John Oliver and Last Week Tonight took a break on Sunday to honor Independence Day, our fireworks-heavy “annual American tradition of reminding the sky who runs shit.” But the crew still made time for an unconventional web-exclusive episode: Instead of devoting 15 minutes to one in-depth subject, Oliver took 15 topical “shallow dives” in one minute, firing off snap judgments and witticisms on everything from food to fashion.
Oliver takes cheap shots at banjos (“They’re just guitars whose parents are cousins”), flip-flops (“Clearly they are just lingerie for foot fetishists”), bagels (“Donuts that gave up on their dreams”) and ostriches (“Scary horse-birds.
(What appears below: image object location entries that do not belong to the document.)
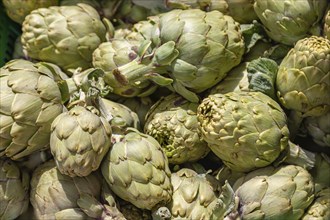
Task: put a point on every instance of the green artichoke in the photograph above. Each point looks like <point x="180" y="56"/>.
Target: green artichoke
<point x="247" y="130"/>
<point x="18" y="10"/>
<point x="14" y="190"/>
<point x="199" y="196"/>
<point x="326" y="29"/>
<point x="320" y="208"/>
<point x="79" y="140"/>
<point x="30" y="100"/>
<point x="319" y="129"/>
<point x="137" y="171"/>
<point x="303" y="80"/>
<point x="274" y="193"/>
<point x="287" y="22"/>
<point x="56" y="196"/>
<point x="192" y="50"/>
<point x="241" y="10"/>
<point x="172" y="121"/>
<point x="65" y="35"/>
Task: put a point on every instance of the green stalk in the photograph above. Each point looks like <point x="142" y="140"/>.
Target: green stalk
<point x="132" y="72"/>
<point x="294" y="122"/>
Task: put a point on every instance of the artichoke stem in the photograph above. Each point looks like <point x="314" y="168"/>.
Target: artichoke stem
<point x="67" y="88"/>
<point x="294" y="122"/>
<point x="299" y="156"/>
<point x="133" y="72"/>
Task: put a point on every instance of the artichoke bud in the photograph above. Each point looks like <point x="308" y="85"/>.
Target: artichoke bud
<point x="62" y="40"/>
<point x="289" y="188"/>
<point x="14" y="193"/>
<point x="62" y="193"/>
<point x="244" y="142"/>
<point x="30" y="99"/>
<point x="172" y="121"/>
<point x="136" y="170"/>
<point x="79" y="140"/>
<point x="198" y="196"/>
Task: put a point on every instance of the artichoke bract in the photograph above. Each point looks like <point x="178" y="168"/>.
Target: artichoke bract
<point x="199" y="196"/>
<point x="192" y="51"/>
<point x="55" y="196"/>
<point x="14" y="190"/>
<point x="319" y="129"/>
<point x="287" y="22"/>
<point x="303" y="80"/>
<point x="172" y="121"/>
<point x="137" y="171"/>
<point x="246" y="130"/>
<point x="320" y="208"/>
<point x="320" y="172"/>
<point x="79" y="140"/>
<point x="65" y="35"/>
<point x="30" y="100"/>
<point x="17" y="10"/>
<point x="274" y="193"/>
<point x="110" y="55"/>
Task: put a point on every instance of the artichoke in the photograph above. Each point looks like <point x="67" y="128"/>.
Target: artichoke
<point x="172" y="121"/>
<point x="247" y="130"/>
<point x="137" y="171"/>
<point x="30" y="100"/>
<point x="287" y="22"/>
<point x="56" y="196"/>
<point x="326" y="29"/>
<point x="18" y="10"/>
<point x="320" y="208"/>
<point x="65" y="35"/>
<point x="79" y="140"/>
<point x="319" y="129"/>
<point x="199" y="196"/>
<point x="303" y="80"/>
<point x="274" y="193"/>
<point x="191" y="50"/>
<point x="14" y="190"/>
<point x="241" y="10"/>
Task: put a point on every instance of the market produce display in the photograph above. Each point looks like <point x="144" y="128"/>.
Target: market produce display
<point x="165" y="109"/>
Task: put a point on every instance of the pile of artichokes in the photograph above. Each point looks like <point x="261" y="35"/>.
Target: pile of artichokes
<point x="135" y="109"/>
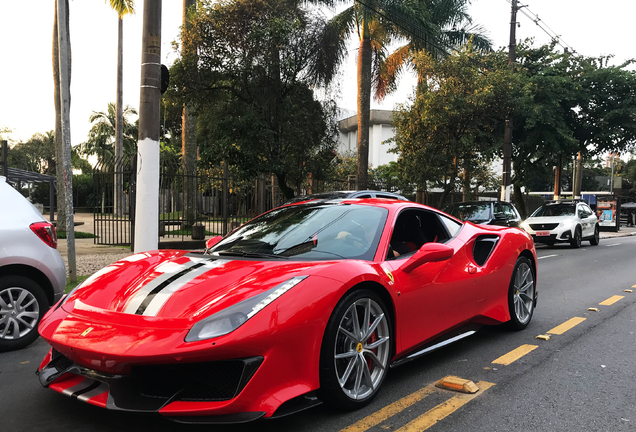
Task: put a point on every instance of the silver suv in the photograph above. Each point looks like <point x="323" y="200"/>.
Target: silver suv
<point x="32" y="272"/>
<point x="565" y="221"/>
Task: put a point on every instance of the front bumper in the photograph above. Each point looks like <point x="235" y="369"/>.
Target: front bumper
<point x="554" y="236"/>
<point x="150" y="388"/>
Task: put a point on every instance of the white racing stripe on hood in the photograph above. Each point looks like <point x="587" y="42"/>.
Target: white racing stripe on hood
<point x="169" y="269"/>
<point x="162" y="297"/>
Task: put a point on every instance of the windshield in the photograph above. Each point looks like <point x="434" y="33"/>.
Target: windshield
<point x="555" y="210"/>
<point x="309" y="232"/>
<point x="471" y="212"/>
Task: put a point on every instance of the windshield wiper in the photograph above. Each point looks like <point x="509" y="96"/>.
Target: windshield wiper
<point x="245" y="254"/>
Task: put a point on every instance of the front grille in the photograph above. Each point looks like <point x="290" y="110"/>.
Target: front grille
<point x="544" y="227"/>
<point x="59" y="361"/>
<point x="208" y="381"/>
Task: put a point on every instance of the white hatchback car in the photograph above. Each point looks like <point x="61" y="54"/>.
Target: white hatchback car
<point x="32" y="272"/>
<point x="565" y="221"/>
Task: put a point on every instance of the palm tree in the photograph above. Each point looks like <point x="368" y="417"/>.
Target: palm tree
<point x="101" y="137"/>
<point x="122" y="7"/>
<point x="426" y="24"/>
<point x="188" y="137"/>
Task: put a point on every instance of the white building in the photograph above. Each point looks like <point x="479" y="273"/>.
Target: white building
<point x="380" y="130"/>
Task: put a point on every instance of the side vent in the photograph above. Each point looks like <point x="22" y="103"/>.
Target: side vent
<point x="484" y="245"/>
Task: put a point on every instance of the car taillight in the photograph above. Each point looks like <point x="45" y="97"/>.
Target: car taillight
<point x="46" y="232"/>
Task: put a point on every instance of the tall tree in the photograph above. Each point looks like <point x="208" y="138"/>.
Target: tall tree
<point x="459" y="107"/>
<point x="102" y="136"/>
<point x="425" y="23"/>
<point x="123" y="8"/>
<point x="256" y="61"/>
<point x="59" y="144"/>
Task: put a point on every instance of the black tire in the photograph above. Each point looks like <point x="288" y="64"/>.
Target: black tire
<point x="522" y="289"/>
<point x="575" y="241"/>
<point x="596" y="238"/>
<point x="334" y="342"/>
<point x="19" y="325"/>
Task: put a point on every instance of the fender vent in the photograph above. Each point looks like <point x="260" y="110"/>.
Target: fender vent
<point x="484" y="245"/>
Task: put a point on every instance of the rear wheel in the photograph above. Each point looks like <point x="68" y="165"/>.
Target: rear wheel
<point x="355" y="353"/>
<point x="575" y="241"/>
<point x="521" y="294"/>
<point x="22" y="305"/>
<point x="594" y="240"/>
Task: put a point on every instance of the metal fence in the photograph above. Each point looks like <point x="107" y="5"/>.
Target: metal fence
<point x="114" y="190"/>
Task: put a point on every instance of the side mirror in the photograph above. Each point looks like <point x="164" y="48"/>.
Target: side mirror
<point x="212" y="241"/>
<point x="429" y="252"/>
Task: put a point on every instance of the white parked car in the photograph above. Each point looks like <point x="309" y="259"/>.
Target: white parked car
<point x="32" y="272"/>
<point x="565" y="221"/>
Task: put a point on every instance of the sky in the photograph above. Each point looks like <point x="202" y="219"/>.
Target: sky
<point x="590" y="27"/>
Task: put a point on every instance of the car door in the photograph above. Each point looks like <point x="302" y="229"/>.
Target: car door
<point x="434" y="296"/>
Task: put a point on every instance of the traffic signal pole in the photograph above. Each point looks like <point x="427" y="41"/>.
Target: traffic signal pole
<point x="147" y="193"/>
<point x="507" y="150"/>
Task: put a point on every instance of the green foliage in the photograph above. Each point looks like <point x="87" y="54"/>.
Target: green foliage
<point x="35" y="155"/>
<point x="101" y="137"/>
<point x="251" y="85"/>
<point x="455" y="125"/>
<point x="578" y="104"/>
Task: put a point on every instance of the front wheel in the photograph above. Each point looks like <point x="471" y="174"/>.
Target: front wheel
<point x="594" y="240"/>
<point x="22" y="305"/>
<point x="355" y="353"/>
<point x="521" y="294"/>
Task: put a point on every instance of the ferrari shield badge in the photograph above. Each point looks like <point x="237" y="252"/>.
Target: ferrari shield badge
<point x="87" y="331"/>
<point x="389" y="274"/>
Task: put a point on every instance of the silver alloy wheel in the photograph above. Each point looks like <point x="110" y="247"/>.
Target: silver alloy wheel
<point x="523" y="293"/>
<point x="19" y="313"/>
<point x="362" y="349"/>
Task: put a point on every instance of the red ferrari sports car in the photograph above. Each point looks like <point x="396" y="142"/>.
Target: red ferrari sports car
<point x="306" y="303"/>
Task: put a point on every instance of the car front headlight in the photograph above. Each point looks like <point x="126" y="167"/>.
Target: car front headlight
<point x="228" y="320"/>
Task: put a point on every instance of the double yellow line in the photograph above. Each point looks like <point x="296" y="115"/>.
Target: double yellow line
<point x="443" y="410"/>
<point x="426" y="420"/>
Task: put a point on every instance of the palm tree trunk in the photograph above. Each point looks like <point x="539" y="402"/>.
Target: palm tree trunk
<point x="364" y="104"/>
<point x="119" y="123"/>
<point x="188" y="145"/>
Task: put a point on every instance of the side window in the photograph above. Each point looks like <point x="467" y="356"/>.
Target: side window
<point x="415" y="227"/>
<point x="498" y="209"/>
<point x="384" y="196"/>
<point x="510" y="212"/>
<point x="452" y="226"/>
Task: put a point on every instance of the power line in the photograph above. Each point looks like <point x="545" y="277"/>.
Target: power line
<point x="543" y="26"/>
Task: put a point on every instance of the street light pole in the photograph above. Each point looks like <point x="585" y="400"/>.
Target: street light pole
<point x="147" y="199"/>
<point x="507" y="150"/>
I don’t like them. Get away.”). He also vents his disdain for cinema subtitles (“No, thank you, subtitles. Stop trying to turn my movie into a book.”), points out a helpful similarity between food chains and orgies (“They’re only safe if you’re at the very top”) and blows his own mind with the revelatory tidbit that Al Roker and Lenny Kravitz are cousins.
After all that random opinion-sharing, Oliver doesn’t have time to tackle more complex issues, like the Trans-Pacific Partnership. But no worries: Last Week Tonight will return with a new episode in its regular format on July 12th.
In recent weeks, the acclaimed HBO show has taken deep dives on issues like transgender rights, the Senate’s torture report, revenge porn and the South’s polarizing relationship with the Confederate flag.